As discussed on the transport call today, please change both the in order and out of order data path so we call sorwakeup_locked() (when necessary) after the SACK blocks are updated.

Done. Moved both rcv and snd upcalls to the end of the tcp_input() processing, while doing a minimal change for the BBR and RACK stacks.

During yesterdays transport@ call, we discussed this further. The ask is, to move these two flags into TCPCB, so that BBR / RACK can also fully participate in this, and then to have the socket upcall even further back, after relinquishing all the INP locks. It was pointed out, that the current in-kernel TCP consumers, where receive socket buffer processing is triggering a TCP window update, most likly only work, because the INP lock currently supports recursiveness, provided the same kernel thread aquires the lock multiple times. Therefore, a cleaner way of supporting similar functionality also when running TCP-over-UDP oder SCTP-over-UDP is to perform the socket upcall really only once all locks are released.

  • moving upcall flags to tcpcb and upcall to past INP has been unlocked. Also adding sowwakeup() support to BBR and RACK, and performing the potential upcalls only in one single place. Timing of SOW upcall may change some of the timings in RACK / BBR though, if new data becomes available while processing...
  • restore socket upcalls to BBR, to check for the panic
  • add check for connected socket and clean up diff
sys/netinet/tcp_stacks/bbr.c
11747

I am not sure this is right. When retval != 0 then it is possible (not always the case) that
the tp is no longer valid. It often is destroyed (or scheduled to be destroyed). Your check
in the wakeup function to make sure the socket is still connected may be good enough however
I need to think about that.

You are also missing changes in tcp_hpts.c

Let me find the lines for you.

Ok you need to add the tcp_handle_wakeup() in tcp_hpts.c after the calls to
tp->t_tfb->tfb_do_queued_segments()

in the function tcp_input_data() this is after it finishes releasing the reference I suspect.

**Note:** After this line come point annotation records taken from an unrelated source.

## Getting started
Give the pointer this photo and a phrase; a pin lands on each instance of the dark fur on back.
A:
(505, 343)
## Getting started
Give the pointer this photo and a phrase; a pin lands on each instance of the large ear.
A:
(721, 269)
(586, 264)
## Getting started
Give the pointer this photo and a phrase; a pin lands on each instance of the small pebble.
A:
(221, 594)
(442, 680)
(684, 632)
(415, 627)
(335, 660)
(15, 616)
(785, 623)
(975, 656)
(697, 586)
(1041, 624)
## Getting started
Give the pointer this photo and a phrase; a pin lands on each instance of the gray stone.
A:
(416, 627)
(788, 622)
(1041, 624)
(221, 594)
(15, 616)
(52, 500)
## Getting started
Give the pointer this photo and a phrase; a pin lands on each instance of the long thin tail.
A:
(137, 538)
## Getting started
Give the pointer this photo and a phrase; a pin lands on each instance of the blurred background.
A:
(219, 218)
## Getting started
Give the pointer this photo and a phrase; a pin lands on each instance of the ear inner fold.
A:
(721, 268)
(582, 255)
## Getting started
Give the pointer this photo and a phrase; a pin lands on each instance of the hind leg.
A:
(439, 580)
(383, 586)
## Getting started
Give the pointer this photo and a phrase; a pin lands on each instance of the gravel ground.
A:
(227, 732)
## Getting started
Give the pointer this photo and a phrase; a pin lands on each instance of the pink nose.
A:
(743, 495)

For the other spot its in tcp_hptsi(), I think this should be near the tag skip_pacing
though if you goto that tag, then likely the tcb is destroyed.. not sure how this effects
the function.

  • adding socket upcall to ctf_do_queued_segments()
sys/netinet/tcp_stacks/bbr.c
11747

If tcpcb is destroyed, the socket would no longer be connected - which I check in the tcp_handle_wakeup() function using the so [socket], before trying to access tp [tcpcb].

What speaks against to adding the tcp_handle_wakeup() call in rack_bbr_common.c ctf_do_queued_segments() outside the close loop of handling the pending mbufs, rather than adding the socket handling in tcp_hpts.c?

@rrs - I believe you wanted to comment if the current layout of the relocated socket upcalls looks ok for the RACK stack.

rrs added inline comments.
sys/netinet/tcp_input.c
1480

How is it safe to reference the tp like this without a lock?

I think if you are wrong it just means you will do a wakeup (possibly) when
you should not.. so I guess thats ok.. note the same comment applies to
the so_state check since you don't hold a socket lock either.

This Diff has morphed over time quite dramatically; Originally only intended to fix one socket upcall at an inopportune time (using a hack that simply prevented the transmission of a premature ACK), it was suggested to revamp all socket upcalls throughout the stack.

What side effects are to expect when moving the lock release further down in the codepath (past the final socket upcalls)?

  • INP lock should be retained until socket wakeup calls are completed.

In general, this looks good. I have a small nit in that it seems like it would be worth considering whether it would be better to add the flag to the socket itself somehow so it could be synchronized by the socket lock. On the offchance someone did a socket operation which caused a wakeup while the TCP code was running, it seems possible that this might avoid a spurious wakeup. However, given the code in the src tree, I find it hard to reason through how this could occur.

This revision is now accepted and ready to land.Thu, Nov 5, 2:12 PM

For some reason, the Diff did not get automatically updated with the commit...
Adding commit r367492 manually, and manually closing Diff.